Love is a perennial theme for poets and lyricists the world over, of course, and there are many poems that I could choose from. I’d like to have chosen “Tell Me the Truth Above Love” by W.H. Auden, for example, but the copyright situation is rather complex and I strongly suspect this doesn’t count as fair use so it’s public domain poetry only for the present.

This week’s poems are:

Next week’s poems will continue the theme of love into wooing and weddings.

Poem 10. Sonnets from the Portuguese 43

I love thee with the breath,
Smiles, tears, of all my life;

Elizabeth Barrett Browning (1806—1861)

How do I love thee? Let me count the ways.
I love thee to the depth and breadth and height
My soul can reach, when feeling out of sight
For the ends of being and ideal grace.
I love thee to the level of every day’s
Most quiet need, by sun and candle-light.
I love thee freely, as men strive for right;
I love thee purely, as they turn from praise.
I love thee with the passion put to use
In my old griefs, and with my childhood’s faith.
I love thee with a love I seemed to lose
With my lost saints. I love thee with the breath,
Smiles, tears, of all my life; and, if God choose,
I shall but love thee better after death.

Nicola often asked me, “Do you love me? How much?” and I would respond with an extravagant simile to make her smile. I should have memorised this sonnet as my answer.

It’s an eloquent statement of the poet’s love: the dimensions, qualities, strength and duration of her passion—she loves further than the eye can see: as far as her soul can reach, as far as men can strive, with her breath, smiles and tears—the whole emotive force of her life and hopes that her love will only strengthen after she dies.

Elizabeth Barrett Browning was a popular English Victorian poet who despite her frail health wrote so prolifically that she might have become poet laureate on the death of Wordsworth. She was an anti-slavery campaigner (her family had owned plantations in Jamaica) and influenced changes to child labour laws. She married the poet Robert Browning secretly in defiance of her father who disinherited her when he discovered her deception. They lived in Italy and moved in a circle of creativity that included William Makepeace Thackeray, Alfred Lord Tennyson, Harriet Beecher Stowe, and John Ruskin. Her health was never good: it deteriorated in 1860-61 and she died in Florence aged 55, leaving one son.

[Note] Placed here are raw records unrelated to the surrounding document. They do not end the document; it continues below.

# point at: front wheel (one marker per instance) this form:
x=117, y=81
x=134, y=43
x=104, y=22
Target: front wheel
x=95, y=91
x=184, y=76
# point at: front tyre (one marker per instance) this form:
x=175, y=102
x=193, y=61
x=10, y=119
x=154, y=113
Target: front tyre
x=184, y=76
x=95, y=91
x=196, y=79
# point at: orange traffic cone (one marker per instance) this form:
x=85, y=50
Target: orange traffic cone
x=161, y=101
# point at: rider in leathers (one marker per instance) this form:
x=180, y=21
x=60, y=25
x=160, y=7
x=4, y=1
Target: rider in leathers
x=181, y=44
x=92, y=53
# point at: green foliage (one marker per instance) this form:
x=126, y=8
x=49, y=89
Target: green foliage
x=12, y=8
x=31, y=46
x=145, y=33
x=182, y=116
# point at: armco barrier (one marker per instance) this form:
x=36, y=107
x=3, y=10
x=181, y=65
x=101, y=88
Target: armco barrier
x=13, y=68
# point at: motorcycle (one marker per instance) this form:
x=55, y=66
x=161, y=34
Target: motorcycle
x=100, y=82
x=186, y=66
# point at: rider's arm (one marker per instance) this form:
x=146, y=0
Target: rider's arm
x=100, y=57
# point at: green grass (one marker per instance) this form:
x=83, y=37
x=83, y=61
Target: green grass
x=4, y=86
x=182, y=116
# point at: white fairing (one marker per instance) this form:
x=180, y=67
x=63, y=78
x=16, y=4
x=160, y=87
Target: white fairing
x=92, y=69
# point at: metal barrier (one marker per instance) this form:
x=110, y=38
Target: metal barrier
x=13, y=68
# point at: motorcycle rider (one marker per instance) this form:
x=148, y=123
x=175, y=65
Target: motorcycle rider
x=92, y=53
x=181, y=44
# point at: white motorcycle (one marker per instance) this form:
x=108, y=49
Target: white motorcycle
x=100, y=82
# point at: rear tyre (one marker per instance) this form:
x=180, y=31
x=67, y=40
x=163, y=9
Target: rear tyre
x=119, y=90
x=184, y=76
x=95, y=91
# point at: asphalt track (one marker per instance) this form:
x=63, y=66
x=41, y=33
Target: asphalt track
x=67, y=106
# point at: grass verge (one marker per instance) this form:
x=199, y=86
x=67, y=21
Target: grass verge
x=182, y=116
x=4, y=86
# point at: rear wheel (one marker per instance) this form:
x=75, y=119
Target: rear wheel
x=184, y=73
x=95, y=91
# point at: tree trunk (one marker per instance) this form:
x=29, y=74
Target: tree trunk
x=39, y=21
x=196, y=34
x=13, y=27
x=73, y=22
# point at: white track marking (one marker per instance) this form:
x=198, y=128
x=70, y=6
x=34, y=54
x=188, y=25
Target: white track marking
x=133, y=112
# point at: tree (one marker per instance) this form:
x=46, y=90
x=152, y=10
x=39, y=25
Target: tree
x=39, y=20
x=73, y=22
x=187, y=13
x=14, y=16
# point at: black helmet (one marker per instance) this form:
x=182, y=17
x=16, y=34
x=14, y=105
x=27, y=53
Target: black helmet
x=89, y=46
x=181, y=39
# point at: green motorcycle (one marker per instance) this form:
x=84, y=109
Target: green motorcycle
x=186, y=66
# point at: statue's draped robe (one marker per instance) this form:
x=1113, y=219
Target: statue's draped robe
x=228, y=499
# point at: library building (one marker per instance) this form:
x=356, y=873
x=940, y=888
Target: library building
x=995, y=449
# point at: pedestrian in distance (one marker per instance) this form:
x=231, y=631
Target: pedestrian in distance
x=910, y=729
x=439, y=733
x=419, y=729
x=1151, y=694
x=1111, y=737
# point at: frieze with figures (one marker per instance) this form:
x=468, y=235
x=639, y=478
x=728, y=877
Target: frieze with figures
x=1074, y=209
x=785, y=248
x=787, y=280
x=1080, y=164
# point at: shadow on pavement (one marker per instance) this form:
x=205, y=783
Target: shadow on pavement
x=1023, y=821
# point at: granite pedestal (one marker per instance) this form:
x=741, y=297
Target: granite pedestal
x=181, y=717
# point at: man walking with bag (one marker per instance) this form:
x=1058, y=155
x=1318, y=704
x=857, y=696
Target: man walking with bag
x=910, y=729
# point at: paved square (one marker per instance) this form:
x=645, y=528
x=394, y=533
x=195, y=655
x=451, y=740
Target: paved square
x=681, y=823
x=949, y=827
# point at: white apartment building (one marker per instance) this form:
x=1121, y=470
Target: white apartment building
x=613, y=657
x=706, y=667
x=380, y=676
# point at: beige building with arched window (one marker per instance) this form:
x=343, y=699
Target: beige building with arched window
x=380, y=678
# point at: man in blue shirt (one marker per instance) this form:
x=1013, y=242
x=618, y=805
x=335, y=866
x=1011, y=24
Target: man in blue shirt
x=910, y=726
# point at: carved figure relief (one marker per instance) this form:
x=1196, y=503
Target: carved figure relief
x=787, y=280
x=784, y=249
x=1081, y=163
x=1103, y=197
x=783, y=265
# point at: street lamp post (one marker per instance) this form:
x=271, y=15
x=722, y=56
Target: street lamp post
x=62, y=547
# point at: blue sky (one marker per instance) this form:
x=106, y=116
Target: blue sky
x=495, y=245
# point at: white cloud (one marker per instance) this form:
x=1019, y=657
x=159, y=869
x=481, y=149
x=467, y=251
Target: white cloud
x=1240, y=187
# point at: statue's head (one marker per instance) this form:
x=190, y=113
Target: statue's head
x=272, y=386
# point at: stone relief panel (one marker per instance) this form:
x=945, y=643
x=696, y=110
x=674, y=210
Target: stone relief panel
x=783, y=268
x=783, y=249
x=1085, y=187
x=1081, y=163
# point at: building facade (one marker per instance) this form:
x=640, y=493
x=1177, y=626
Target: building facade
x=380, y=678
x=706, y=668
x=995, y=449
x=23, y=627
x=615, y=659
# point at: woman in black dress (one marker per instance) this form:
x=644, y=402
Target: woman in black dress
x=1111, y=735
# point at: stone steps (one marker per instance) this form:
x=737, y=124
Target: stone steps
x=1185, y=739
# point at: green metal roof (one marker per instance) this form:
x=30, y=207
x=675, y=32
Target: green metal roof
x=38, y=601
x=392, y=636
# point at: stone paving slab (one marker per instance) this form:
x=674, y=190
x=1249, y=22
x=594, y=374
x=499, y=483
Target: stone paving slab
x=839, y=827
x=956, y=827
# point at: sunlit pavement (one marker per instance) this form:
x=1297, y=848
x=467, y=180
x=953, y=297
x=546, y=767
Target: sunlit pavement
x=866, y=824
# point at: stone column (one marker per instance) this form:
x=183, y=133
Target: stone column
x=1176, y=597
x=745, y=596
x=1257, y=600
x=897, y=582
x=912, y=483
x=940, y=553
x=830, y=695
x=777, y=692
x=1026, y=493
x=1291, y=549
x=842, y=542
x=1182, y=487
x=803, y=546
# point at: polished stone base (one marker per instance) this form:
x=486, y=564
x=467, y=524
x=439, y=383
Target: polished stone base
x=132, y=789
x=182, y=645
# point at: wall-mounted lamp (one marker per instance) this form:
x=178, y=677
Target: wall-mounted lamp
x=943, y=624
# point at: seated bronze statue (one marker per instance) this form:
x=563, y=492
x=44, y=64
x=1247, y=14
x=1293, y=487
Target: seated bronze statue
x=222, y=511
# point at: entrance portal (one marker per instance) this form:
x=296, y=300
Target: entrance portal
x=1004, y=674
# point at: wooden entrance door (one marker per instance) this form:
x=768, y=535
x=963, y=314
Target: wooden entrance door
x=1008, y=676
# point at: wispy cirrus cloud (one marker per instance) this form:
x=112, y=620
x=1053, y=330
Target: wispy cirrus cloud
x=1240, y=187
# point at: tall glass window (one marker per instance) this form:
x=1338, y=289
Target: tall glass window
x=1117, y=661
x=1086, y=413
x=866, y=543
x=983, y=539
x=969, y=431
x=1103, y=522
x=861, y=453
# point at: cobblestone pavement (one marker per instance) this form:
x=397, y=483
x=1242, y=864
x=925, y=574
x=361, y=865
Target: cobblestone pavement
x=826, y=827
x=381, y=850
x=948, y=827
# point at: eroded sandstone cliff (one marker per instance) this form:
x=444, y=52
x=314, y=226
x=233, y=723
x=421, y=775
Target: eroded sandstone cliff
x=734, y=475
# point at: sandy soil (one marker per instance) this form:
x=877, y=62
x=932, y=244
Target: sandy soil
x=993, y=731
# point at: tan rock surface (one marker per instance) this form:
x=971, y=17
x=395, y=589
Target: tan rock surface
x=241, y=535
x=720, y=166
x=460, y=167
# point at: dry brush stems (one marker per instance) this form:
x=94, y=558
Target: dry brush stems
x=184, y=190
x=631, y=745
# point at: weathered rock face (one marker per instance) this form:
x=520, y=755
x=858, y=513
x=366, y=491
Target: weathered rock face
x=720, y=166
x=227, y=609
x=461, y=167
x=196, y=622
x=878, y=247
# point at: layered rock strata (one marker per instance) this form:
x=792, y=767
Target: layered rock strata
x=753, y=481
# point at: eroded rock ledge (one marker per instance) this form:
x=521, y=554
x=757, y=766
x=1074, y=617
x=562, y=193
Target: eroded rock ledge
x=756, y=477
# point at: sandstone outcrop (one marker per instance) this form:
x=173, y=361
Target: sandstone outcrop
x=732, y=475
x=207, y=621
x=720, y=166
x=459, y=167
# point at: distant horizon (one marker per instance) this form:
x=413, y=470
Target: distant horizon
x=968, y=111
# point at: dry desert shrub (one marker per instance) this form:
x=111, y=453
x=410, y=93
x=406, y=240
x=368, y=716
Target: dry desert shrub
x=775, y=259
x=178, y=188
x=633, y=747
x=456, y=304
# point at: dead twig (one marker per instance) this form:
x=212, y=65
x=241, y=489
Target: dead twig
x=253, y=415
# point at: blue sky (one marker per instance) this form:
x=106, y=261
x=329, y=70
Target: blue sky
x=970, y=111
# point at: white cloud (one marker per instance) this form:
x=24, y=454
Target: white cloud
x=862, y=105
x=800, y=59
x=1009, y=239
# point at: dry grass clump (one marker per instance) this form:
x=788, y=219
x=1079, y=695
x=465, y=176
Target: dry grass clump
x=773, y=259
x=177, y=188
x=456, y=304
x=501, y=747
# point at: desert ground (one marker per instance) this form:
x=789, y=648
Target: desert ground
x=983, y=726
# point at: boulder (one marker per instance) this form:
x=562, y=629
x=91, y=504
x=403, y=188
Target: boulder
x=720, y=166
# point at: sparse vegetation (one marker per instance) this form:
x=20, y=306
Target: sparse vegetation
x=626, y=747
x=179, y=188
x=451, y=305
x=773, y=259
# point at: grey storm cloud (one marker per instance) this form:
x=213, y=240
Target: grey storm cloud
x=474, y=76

Poem 11. She Walks in Beauty

And on that cheek, and o’er that brow,
So soft, so calm, yet eloquent,
The smiles that win, the tints that glow,
But tell of days in goodness spent,

George Gordon, Lord Byron (1788—1824)

She walks in beauty, like the night
Of cloudless climes and starry skies;
And all that’s best of dark and bright
Meet in her aspect and her eyes;
Thus mellowed to that tender light
Which heaven to gaudy day denies.

One shade the more, one ray the less,
Had half impaired the nameless grace
Which waves in every raven tress,
Or softly lightens o’er her face;
Where thoughts serenely sweet express,
How pure, how dear their dwelling-place.

And on that cheek, and o’er that brow,
So soft, so calm, yet eloquent,
The smiles that win, the tints that glow,
But tell of days in goodness spent,
A mind at peace with all below,
A heart whose love is innocent!

This poem praises its subject fulsomely, dwelling on the many good qualities, both physical and spiritual, of the woman in question. It speaks of her appearance as reflecting the inner person: “the smiles that win, the tints that glow, but tell of days in goodness spent”. The poet imagines this lady looking her best at twilight, I think—“One shade the more, one ray the less had half impaired the nameless grace.”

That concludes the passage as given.